As pointed out in Sect. 1, for the purposes of biofid, a general annotation scheme is required that covers taxonomic names as well as “mundane” description of (at least) organisms and their temporal and spatial relationships, and that for German-language texts. This section describes the design of an annotation scheme that aims to fulfill this purpose. The annotated data gained in this way can be used as (a part of) a training corpus for large-scale ML methods for automatic text processing (Ahmed et al., 2019), methods which can be regarded a standard in bioinformatic contexts by now (Blaschke et al., 2002). The development of an annotation scheme has to be put to test and should be regimented by annotation guidelines, since annotation is a data generating rather than a data documenting process (Consten & Loll, 2012). Accordingly, in biofid, annotation guidelines are collected as part of an annotation manual (Lücking et al., 2020). The main annotation classes and the rationale of their application are covered in the following subsections.
Ontological classification
Taxon names
One of the most conspicuous features of biological texts is the use of a certain class of proper names, namely taxonomic names. These are names that refer to kinds.Footnote 7 Accordingly, the first task for automatic processing of biological texts is to identify such kind-denoting proper names.
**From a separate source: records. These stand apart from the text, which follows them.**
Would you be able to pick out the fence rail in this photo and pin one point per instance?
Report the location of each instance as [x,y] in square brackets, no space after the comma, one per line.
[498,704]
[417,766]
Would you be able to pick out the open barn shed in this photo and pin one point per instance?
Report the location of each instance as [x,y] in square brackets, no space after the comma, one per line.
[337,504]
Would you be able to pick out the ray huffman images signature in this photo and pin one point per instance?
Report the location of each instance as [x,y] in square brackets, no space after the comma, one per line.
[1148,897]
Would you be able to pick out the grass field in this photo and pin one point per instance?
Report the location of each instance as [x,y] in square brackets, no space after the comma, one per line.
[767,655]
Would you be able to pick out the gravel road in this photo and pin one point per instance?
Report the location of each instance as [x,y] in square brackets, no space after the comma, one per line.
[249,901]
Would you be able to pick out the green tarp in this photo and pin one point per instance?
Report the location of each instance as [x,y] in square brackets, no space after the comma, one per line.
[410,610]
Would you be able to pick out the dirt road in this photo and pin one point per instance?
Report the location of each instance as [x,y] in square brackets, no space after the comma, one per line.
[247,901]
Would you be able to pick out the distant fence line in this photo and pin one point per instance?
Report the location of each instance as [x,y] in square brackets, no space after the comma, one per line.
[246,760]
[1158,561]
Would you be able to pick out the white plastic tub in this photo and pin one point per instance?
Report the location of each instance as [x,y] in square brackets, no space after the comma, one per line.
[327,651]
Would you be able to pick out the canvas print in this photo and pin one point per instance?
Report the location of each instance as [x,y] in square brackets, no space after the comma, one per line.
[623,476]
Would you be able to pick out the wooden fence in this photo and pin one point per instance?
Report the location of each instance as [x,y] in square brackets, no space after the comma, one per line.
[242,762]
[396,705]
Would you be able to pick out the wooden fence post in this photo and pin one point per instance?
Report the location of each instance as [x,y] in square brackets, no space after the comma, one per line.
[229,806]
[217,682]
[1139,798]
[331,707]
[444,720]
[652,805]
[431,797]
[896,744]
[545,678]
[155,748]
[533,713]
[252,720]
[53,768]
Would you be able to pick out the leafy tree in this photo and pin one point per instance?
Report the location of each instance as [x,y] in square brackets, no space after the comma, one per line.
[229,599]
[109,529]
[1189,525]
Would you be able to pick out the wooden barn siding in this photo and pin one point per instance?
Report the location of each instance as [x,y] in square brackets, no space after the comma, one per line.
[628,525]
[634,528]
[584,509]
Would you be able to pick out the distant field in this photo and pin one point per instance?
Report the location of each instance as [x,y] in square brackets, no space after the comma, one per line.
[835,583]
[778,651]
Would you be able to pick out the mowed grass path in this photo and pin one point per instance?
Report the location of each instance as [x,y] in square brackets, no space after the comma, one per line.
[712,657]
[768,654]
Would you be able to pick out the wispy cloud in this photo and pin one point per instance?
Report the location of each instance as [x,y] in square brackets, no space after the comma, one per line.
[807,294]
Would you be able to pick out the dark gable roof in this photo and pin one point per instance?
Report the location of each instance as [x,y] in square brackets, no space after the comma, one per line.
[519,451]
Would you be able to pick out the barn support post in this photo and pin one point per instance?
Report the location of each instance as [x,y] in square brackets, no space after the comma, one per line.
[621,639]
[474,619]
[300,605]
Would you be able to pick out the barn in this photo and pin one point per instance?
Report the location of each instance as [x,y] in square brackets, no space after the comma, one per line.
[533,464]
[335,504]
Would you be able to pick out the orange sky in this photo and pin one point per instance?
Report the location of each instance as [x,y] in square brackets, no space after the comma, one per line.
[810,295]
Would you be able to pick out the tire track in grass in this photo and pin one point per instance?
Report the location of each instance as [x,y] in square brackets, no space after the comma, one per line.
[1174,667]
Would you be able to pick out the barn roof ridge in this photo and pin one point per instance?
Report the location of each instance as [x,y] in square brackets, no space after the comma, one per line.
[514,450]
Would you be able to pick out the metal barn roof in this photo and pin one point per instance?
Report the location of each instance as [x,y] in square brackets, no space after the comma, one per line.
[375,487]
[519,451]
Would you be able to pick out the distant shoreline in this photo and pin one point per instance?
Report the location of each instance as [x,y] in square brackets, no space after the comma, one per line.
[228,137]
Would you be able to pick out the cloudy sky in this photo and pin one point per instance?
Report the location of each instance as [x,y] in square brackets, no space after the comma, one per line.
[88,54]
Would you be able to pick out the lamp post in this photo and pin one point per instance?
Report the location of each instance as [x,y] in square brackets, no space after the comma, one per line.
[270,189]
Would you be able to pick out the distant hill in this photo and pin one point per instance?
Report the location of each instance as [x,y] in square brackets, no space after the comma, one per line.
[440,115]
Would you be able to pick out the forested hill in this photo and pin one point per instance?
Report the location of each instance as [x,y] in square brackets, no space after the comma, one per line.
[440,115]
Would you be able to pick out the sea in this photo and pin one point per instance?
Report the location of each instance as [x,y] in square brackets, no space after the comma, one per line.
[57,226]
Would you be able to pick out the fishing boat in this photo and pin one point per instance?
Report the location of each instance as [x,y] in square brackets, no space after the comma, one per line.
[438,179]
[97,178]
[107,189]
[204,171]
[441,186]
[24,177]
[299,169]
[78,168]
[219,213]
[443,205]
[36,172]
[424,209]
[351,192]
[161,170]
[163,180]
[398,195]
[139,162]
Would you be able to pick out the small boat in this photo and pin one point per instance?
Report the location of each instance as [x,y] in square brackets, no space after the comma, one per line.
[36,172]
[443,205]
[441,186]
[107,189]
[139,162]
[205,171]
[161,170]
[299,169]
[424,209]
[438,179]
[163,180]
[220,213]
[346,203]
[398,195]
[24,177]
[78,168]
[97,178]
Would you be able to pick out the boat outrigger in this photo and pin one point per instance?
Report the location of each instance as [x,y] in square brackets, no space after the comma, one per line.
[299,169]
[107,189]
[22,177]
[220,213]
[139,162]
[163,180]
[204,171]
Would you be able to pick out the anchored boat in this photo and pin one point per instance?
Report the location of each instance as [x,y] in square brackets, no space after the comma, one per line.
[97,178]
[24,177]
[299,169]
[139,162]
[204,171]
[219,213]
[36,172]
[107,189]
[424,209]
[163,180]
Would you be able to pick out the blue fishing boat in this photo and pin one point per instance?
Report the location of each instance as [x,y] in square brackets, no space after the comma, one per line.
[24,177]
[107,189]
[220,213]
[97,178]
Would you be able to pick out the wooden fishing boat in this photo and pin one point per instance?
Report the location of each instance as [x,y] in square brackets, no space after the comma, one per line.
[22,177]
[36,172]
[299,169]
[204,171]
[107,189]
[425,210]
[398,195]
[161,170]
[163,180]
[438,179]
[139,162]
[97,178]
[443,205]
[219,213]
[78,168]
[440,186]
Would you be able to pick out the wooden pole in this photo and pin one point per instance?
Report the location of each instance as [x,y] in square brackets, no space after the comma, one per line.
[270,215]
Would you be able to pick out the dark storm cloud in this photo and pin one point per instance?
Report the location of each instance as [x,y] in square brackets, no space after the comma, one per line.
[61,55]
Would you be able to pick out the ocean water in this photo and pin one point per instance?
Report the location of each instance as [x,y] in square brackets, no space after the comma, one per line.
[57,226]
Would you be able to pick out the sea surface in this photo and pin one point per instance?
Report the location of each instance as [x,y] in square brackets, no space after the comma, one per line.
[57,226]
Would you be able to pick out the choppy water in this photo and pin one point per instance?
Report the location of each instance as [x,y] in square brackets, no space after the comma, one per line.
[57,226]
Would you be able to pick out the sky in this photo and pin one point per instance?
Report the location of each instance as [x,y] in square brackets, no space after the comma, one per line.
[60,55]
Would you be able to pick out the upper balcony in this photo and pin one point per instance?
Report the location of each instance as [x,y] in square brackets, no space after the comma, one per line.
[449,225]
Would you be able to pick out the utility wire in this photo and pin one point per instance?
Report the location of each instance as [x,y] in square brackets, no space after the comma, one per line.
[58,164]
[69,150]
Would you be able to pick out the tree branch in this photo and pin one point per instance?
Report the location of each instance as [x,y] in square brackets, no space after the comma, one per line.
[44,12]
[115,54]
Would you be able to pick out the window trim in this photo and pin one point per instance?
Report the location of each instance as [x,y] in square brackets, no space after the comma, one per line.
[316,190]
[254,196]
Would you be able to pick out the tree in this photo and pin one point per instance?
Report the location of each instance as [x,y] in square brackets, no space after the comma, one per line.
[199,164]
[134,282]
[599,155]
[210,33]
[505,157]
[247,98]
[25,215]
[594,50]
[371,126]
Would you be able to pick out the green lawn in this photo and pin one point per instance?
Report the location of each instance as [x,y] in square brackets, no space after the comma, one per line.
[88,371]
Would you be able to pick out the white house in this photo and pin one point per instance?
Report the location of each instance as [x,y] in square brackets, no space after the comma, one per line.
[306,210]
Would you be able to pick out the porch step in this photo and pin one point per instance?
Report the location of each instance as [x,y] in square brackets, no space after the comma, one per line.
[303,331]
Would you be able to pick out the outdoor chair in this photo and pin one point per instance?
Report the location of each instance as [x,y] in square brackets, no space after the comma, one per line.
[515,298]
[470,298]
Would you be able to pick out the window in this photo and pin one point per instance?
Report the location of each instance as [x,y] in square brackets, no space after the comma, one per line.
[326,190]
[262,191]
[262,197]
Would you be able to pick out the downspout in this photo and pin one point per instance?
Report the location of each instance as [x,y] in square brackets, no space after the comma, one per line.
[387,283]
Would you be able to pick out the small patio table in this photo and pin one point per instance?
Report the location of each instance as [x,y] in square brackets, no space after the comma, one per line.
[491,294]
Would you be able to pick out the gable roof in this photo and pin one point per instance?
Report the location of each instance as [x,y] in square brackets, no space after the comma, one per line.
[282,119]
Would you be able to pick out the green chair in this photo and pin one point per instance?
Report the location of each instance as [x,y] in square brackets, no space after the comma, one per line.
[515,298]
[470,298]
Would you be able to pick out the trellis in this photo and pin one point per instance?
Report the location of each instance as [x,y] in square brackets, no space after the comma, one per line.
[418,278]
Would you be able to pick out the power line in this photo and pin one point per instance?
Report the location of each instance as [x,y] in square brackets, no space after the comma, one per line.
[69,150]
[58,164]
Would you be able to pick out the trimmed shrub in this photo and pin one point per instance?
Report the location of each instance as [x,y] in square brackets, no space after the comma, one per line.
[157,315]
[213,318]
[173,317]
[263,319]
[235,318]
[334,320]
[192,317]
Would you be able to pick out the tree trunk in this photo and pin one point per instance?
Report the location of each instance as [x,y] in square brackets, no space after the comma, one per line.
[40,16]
Thus, there is a straightforward starting point of biological and text-technological collaboration within biofid, namely Named Entity Recognition (NER), a sub-task of information extraction (for a survey see, e.g., Nadeau & Sekine, 2007).
With regard to the term “entity”, we have to distinguish two usage traditions (Prechtl & Burkard, 2008, p. 138), a “classical” and a “logical” one. Classically, “entity” is a basic ontological notion, referring to something of independent existence—an individual. In logical semantics, however, an entity is ontologically unspecific and refers to any kind of extralinguistic object (things, concepts, propositions, events, sets, etc.). This is also the view of semantic data models (e.g. UML, ER model etc.) in computer science, where an entity is an instance of a concept. Despite that, in our annotation framework, entity and concept are two disjoint ranks; each annotation unit (that is, words) has to be specified whether it refers to something of the rank entity or concept.
Why are these digressions relevant to biofid and the annotation scheme developed therein? The reason is that taxonomical names are proper names, but they do not refer to an entity in the sense of an individual; rather, they can be conceived as referring to collections of individuals. Thus, from the classical perspective, taxa cannot be the referents of names, because they simply are no individuals, while logical semantics is much more permissive in this respect. Of course, this has not gone unnoticed and the semantics of kind reference is a well-known fact about languages (see, e.g., Chierchia, 1998). Taxon names are therefore annotated to be of rank concept.
Common nouns and WordNet categories
As aforementioned, taxonomic names are not the only part of speech that is central to the questions addressed by biofid (cf. Sect. 1). Additionally we focus on common nouns. Let us make things more concrete with an example from the biofid corpusFootnote 8:
There has been a sleeping place of Corvidae in the outskirts of Bad Salzungen for more than two decades. The birds use a small forest with old deciduous trees near the city park for their night roost. From 1985 to 1988, once a week, the author had checked the sleeping place and noted the quantity of birds. The sleeping place is used the whole year, in summer by Jackdaws (Corvus monedula) and Carrion Crows (Corvus c. corone), in winter by Rooks (Corvus frugilegus), too. The maximum crowds of sleeping birds varied from 2500 to 9000 individuals. Circadium rhythm of approaching is nearly the same in every winter evening. Arrival and departure are determined by light intensity and weather. The Corvidae are very sensitive regarding disturbance at their sleeping place, but in spite of many injuries they don’t change their sleeping trees.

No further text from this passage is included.